Among the many anecdotes from David King Dunaway’s anecdote-rich biography of folk music legend Pete Seeger is this one: in the summer of 1955, after a folk festival somewhere in Louisiana, Seeger was invited to a house “outside of town” to learn Cajun songs. Seeger arrived to discover that he was in the home of Edwin E. Willis, the Democratic congressman from St. Martin Parish, one of three members of the House Un-American Activities Committee, which had just held hearings into the so-called Communist infiltration of the entertainment industry. Seeger, front and center in these hearings, had refused to either cooperate (like Burl Ives) or plead the Fifth (like Lee Hays). Instead, banjo in hand, he turned the hearings into a brief but rollicking discussion of the true meaning of patriotism. The story—which Dunaway seems to recount solely from Seeger’s recollections—continues with Willis’ wife singing merrily along until Willis corners Seeger in the kitchen to inform him he’s not welcome.
The story is thin on details, but it speaks to the major theme of Dunaway’s book and Seeger’s life: the interplay of politics and music. As a staunchly pro-union, mostly anti-war, always pro-environment, deeply pro-rights and, yes, one-time card-carrying Communist banjo player, Seeger set out to bring democracy to the streets, the workplace and the concert hall. He hitchhiked the country with his friend Woody Guthrie, led massive sing-alongs in union halls and summer camps, and wrote lasting songs such as “If I Had a Hammer” and “Where Have All the Flowers Gone.” How Can I Keep from Singing? is an authorized biography, yet Dunaway grapples with the contradictions in Seeger, an Ivy League drop-out playing Appalachian tunes, a Leftist idealist blindsided by the truth about Stalin, an anti-materialist outsider who, with the Weavers, did more to commercialize folk music than anyone before him, and a peace-loving musician who, more than once, expressed his temper by smashing musical instruments.
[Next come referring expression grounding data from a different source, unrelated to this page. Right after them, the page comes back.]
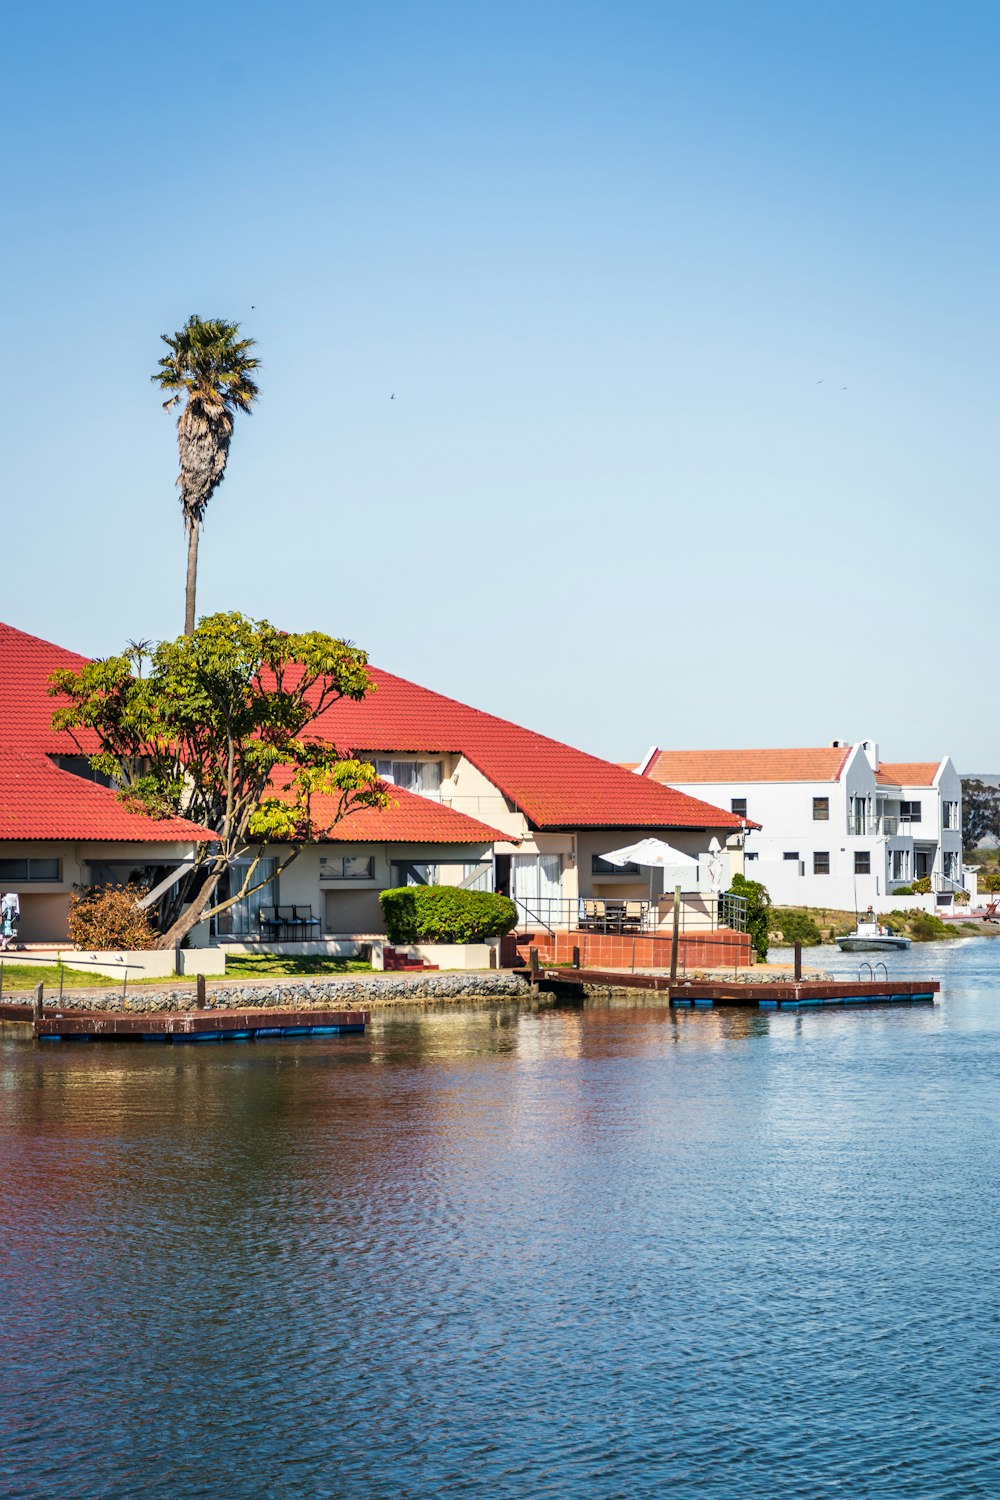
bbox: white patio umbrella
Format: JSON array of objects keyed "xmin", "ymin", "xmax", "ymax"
[{"xmin": 600, "ymin": 837, "xmax": 700, "ymax": 902}]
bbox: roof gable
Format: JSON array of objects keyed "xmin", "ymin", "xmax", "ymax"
[
  {"xmin": 876, "ymin": 761, "xmax": 942, "ymax": 788},
  {"xmin": 0, "ymin": 747, "xmax": 212, "ymax": 843}
]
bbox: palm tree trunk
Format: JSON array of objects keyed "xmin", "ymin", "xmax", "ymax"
[{"xmin": 184, "ymin": 519, "xmax": 200, "ymax": 636}]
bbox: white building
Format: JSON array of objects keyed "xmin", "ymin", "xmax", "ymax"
[{"xmin": 637, "ymin": 740, "xmax": 967, "ymax": 910}]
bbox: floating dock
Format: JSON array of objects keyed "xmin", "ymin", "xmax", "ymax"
[
  {"xmin": 1, "ymin": 1004, "xmax": 368, "ymax": 1043},
  {"xmin": 521, "ymin": 969, "xmax": 939, "ymax": 1010}
]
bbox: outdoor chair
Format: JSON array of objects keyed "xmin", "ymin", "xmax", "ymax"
[
  {"xmin": 623, "ymin": 900, "xmax": 644, "ymax": 931},
  {"xmin": 294, "ymin": 905, "xmax": 321, "ymax": 935},
  {"xmin": 257, "ymin": 907, "xmax": 283, "ymax": 941},
  {"xmin": 581, "ymin": 899, "xmax": 602, "ymax": 929},
  {"xmin": 277, "ymin": 905, "xmax": 301, "ymax": 939}
]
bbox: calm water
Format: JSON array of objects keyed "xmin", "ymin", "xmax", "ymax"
[{"xmin": 2, "ymin": 941, "xmax": 1000, "ymax": 1498}]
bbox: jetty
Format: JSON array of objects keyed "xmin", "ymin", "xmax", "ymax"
[
  {"xmin": 0, "ymin": 1001, "xmax": 368, "ymax": 1043},
  {"xmin": 518, "ymin": 963, "xmax": 938, "ymax": 1010}
]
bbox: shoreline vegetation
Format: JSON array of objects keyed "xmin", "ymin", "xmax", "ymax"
[{"xmin": 769, "ymin": 904, "xmax": 996, "ymax": 947}]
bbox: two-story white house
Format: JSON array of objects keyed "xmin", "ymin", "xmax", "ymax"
[{"xmin": 637, "ymin": 740, "xmax": 966, "ymax": 910}]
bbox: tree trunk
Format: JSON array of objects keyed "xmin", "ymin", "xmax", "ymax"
[
  {"xmin": 154, "ymin": 870, "xmax": 221, "ymax": 949},
  {"xmin": 184, "ymin": 519, "xmax": 200, "ymax": 636}
]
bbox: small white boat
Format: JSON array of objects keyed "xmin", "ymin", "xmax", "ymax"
[{"xmin": 837, "ymin": 915, "xmax": 911, "ymax": 953}]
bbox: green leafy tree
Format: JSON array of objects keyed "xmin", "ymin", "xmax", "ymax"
[
  {"xmin": 728, "ymin": 871, "xmax": 772, "ymax": 962},
  {"xmin": 960, "ymin": 778, "xmax": 1000, "ymax": 853},
  {"xmin": 153, "ymin": 316, "xmax": 260, "ymax": 635},
  {"xmin": 49, "ymin": 612, "xmax": 390, "ymax": 948}
]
We’re now in the midst of a minor Pete Seeger revival, in part because the notoriously media-shy musician, now approaching 90, is finally agreeing to sit down to tell his own story. How Can I Keep From Singing? was originally published in 1981 but has been re-written to add new material from extensive Seeger interviews; the new version also includes previously unpublished photographs. It joins Jim Brown’s affectionate documentary Pete Seeger: The Power of Song, which recently aired as part of the PBS American Masters series, as well as Bruce Springsteen’s Seeger Sessions recordings and concerts, which majestically kicked off at Jazz Fest 2006.
The revival is overdue, and the story of the sing-along at Edwin Ellis’ house that perhaps illustrates the best reason: no matter what the circumstance, Pete Seeger has always been good for a song.